As you likely saw with the news of Gaylord Perry’s induction into the Indians Hall of Fame, Jack Graney and Jim Warfield will also be inducted into the non-player portion of the HOF. Out of the 43 people that have been honored by the Indians over the years, only 3 of those were honored for their feats off of the field: former owners Bill Veeck and Dick Jacobs, and scout Cy Slapnicka (the man that signed Bob Feller many years ago). So Warfield and Graney join excellent company later this year. Warfield, an athletic trainer, worked for the team in some capacity from 1965-2002, and served as head trainer from 1971-1996. Graney had a fascinating career that included a stint playing for the Indians from 1910-1922, a time frame that included the team’s 1920 World Series winning squad. He was the first batter to ever face Babe Ruth as a pitcher, and the first Indian to wear a number on his uniform. A left fielder, Graney’s career numbers were .250/.354/.342.
What John Gladstone “Jack” Graney is best known for (and the reason for his induction) was his work as the play-by-play radio announcer for the team from 1933-1953; the first former player to enter the booth. Broadcasting games with Jimmy Dudley, Graney has been described as such: “Possessing a crisp, stirring delivery, Graney was a master at setting a scene and his enthusiasm packed a sense of built-in drama. His ability to re-create a game from just a telegraphic report has never been paralleled.” Dudley said that he was one of the best announcers of all time; a feat that many older Clevelanders would likely agree with. He’s been inducted into the Canadian Hall of Fame (he hails from St. Thomas, Ontario), but has yet to be enshrined in Cooperstown (despite the fact that he continues to make the ballot for announcers).

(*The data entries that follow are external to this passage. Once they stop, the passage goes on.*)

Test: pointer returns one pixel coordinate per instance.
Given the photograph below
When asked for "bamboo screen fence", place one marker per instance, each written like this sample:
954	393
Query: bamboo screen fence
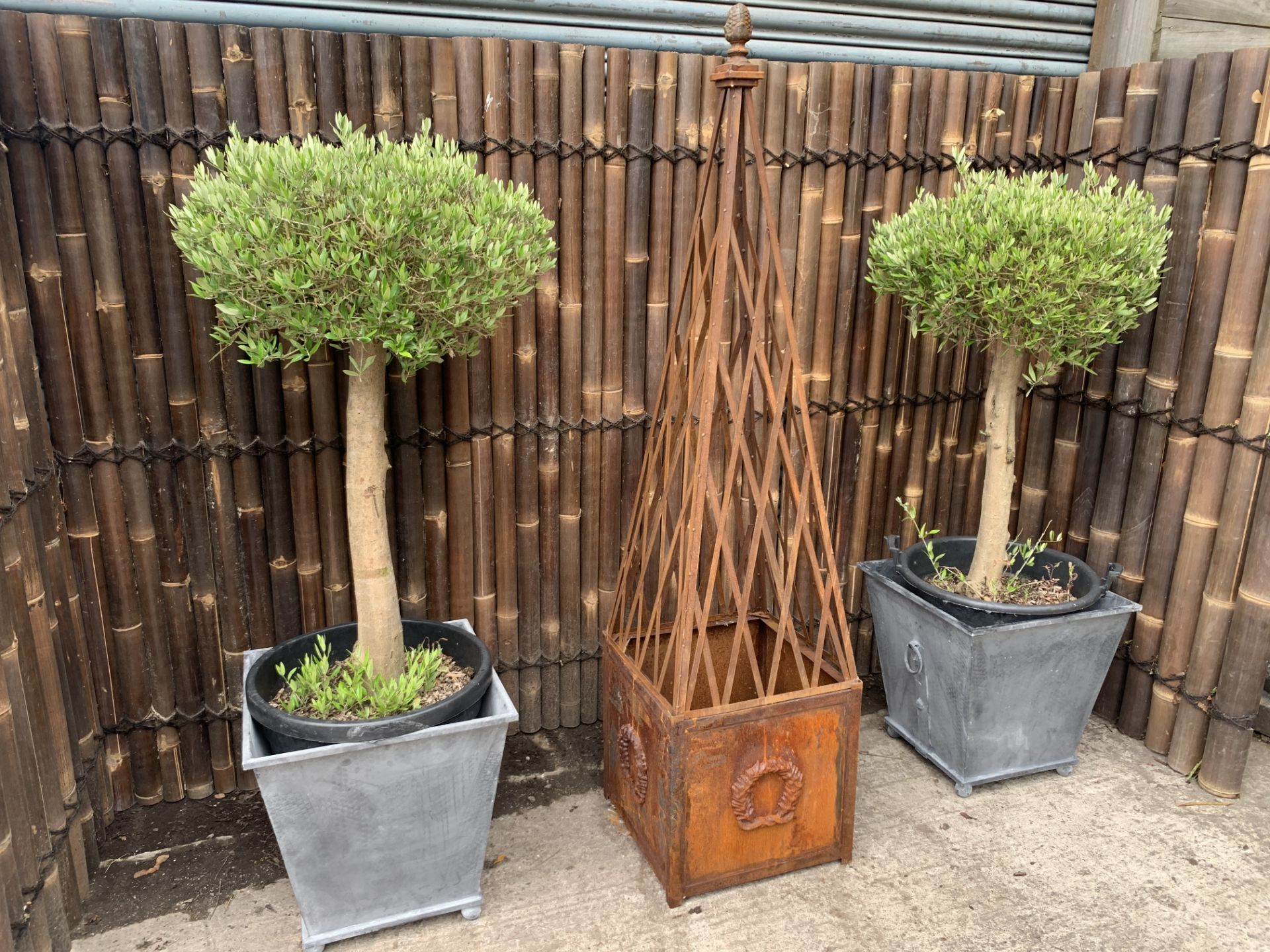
204	499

Even though many younger Indians fans aren’t familiar with the name Jack Graney, he is still being honored and recognized even today. He and his dog Larry are the subject of a new book by Barbara Gregorich. Our local SABR chapter (Society for American Baseball Research) is named in honor of Graney.
Speaking of our local SABR chapter, yesterday was national “SABR Day” where all of the organization’s members meet to talk baseball. Our local Cleveland chapter decided instead to meet next week instead, on Saturday, February 4 (we have members that like to travel to other meetings around the region). Non-members are more than welcome to join us; we meet in the basement media room of Progressive Field. The cost of attending is just $3 (and gets you free pop and snacks) and there will be a number of cool presentations and guests. I’m the president of the group, so I’ll obviously be there as well.
Our current lineup:
Eric Thompson: “The National League’s First Expansion Draft: Did the Colt .45s and the Mets Have a Fair Chance?”
Bob Sproule: “The First Time”
Thomas Woodman: Project on the original 15 concrete and steel baseball parks built from 1895-1923.
Joe Werner and Justice Hill: “An analysis of how the Indians will finish, record wise, in the upcoming season.”
Terry Pluto: Discussing new book on Joe Tait
(We may also have an additional special guest as well.)
The meeting runs from 9:30 a.m. to 3:30 p.m. with a break for lunch. If you’re interested in going, you don’t have to stay for the entire day. We’re to enter the building through the door in the player parking lot (the fenced in area at the corner of Carnegie Ave. and E. 9th). If you want to spend a cold winter day hanging out at Progressive Field talking baseball, please make plans to join us on Saturday! (Even if you’re not able to make it, I plan to recap the meeting and what the guests/presenters have to say).